Há dias, falei aqui sobre o recente anúncio - entretanto confirmado pela própria Wizards of the Coast - sobre o projecto cinematográfico de uma franchise de filmes de Magic: the Gathering produzidos pela FOX. Nesse sentido - e apesar de ainda faltar decerto muito tempo até haver notícias mais concretas sobre a primeira longa-metragem, talvez valha a pena recordar algumas das histórias que ajudaram a cristalizar o universo - ou Multiverso - ficcional do jogo de cartas coleccionáveis criado por Richard Garfield em 1993. Há algum tempo, escrevi aqui sobre The Brothers' War, livro no qual Jeff Grubb explora a história original de uma das figuras fundamentais de um dos mais longos e mais bem construídos arcos narrativos deste universo: Urza. Mas há uma história antes da história; uma história que antecede a descoberta da magia e os dois irmãos artífices, que no vasto deserto Falaji procuravam artefactos de uma civilização tecnológica perdida cujo grau de sofisticação não fora alcançado desde o seu desaparecimento: os Thran. E é precisamente a história deste povo antigo, num estilo e numa estética com mais afinidades com o steampunk do que com a sword & sorcery ou a high fantasy, que J. Robert King explorou em The Thran.

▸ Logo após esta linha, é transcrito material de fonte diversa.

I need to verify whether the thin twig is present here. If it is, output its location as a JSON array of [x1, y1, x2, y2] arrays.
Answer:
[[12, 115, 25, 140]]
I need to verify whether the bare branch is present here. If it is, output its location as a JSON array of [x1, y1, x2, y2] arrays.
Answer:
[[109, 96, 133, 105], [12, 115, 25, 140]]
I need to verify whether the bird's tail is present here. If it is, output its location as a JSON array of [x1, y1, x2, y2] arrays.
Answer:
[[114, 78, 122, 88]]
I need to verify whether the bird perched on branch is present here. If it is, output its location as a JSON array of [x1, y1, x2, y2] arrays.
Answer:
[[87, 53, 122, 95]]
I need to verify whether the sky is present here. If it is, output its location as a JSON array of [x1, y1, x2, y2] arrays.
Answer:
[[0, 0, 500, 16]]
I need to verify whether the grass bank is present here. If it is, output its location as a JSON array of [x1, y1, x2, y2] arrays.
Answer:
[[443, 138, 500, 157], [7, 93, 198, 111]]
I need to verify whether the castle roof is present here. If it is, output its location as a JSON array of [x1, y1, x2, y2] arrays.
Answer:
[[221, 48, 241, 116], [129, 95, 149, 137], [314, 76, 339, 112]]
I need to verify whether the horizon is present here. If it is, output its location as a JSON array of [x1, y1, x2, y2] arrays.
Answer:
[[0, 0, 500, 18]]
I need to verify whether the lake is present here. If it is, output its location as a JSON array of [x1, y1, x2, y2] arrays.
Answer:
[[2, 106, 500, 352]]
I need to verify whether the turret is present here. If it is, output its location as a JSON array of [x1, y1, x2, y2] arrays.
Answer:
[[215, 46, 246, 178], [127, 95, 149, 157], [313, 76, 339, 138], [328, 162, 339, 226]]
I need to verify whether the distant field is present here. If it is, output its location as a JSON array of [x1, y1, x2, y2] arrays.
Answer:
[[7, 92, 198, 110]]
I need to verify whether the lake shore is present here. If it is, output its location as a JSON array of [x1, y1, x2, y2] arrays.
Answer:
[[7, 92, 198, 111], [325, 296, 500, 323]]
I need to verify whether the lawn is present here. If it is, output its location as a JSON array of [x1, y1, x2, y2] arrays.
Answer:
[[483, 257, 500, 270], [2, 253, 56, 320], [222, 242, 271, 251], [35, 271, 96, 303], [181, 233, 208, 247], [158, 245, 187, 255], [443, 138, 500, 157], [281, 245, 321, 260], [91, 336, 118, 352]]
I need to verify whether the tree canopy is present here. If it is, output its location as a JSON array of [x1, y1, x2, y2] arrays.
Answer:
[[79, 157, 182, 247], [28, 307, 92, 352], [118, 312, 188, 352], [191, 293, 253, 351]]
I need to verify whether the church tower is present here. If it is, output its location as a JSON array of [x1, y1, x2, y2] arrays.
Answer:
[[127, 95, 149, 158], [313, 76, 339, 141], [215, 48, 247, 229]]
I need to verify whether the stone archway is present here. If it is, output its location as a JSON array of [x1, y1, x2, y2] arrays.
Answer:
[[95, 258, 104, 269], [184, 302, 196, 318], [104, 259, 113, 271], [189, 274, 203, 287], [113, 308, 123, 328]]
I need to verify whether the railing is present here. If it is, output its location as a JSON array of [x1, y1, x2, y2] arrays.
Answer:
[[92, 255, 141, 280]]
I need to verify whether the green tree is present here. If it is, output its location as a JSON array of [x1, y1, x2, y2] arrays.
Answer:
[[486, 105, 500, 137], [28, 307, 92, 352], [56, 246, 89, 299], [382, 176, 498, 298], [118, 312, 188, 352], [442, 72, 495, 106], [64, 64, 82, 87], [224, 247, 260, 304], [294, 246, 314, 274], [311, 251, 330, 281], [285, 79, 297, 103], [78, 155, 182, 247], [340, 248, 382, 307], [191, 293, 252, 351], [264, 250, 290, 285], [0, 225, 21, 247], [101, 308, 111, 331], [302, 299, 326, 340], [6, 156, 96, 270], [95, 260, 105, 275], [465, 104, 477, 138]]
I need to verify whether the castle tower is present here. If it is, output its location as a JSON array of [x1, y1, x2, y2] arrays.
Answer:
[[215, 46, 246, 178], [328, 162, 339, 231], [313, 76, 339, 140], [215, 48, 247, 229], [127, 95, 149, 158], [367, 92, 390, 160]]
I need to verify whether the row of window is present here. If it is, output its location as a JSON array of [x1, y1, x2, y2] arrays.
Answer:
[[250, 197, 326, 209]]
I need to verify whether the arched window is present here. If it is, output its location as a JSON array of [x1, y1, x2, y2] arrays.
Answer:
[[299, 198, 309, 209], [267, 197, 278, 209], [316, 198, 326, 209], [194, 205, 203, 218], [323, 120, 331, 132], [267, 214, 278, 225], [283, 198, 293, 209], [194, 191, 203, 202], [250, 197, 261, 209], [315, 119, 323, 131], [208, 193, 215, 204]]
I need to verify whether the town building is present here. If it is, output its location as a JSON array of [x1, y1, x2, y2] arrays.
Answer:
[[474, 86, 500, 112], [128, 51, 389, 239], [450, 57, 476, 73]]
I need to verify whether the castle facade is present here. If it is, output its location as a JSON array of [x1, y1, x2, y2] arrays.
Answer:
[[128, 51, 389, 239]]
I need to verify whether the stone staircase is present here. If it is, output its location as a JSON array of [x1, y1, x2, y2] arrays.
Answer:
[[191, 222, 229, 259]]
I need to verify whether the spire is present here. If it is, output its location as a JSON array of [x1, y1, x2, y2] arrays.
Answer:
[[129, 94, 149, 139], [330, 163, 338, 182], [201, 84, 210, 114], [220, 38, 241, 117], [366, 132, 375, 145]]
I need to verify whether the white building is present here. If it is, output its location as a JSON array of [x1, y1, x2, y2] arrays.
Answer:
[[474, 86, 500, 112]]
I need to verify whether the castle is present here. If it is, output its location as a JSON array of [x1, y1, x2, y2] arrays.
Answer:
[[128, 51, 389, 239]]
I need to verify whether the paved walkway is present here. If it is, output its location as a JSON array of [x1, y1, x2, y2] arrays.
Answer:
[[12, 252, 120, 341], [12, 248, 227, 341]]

Publicado originalmente em 1999 como prequela à trilogia de Invasion (Invasion, Planeshift e Apocalypse) que conclui o arco narrativo de Urza e da tripulação da nave 'Weatherlight', The Thran acabou por ser reeditado em 2009 numa edição omnibus que o junta ao supracitado The Brothers' War - o que, como já se viu, faz todo o sentido de um ponto de vista narrativo. Em larga medida, The Thran é a história da civilização mais avançada do mundo de Dominaria; mas, mais importante do que isso, é a história de Yawgmoth, o mais importante vilão destes universo ficcional, e do nascimento do mundo artificial de Phyrexia, paródia biomecânica da vida natural.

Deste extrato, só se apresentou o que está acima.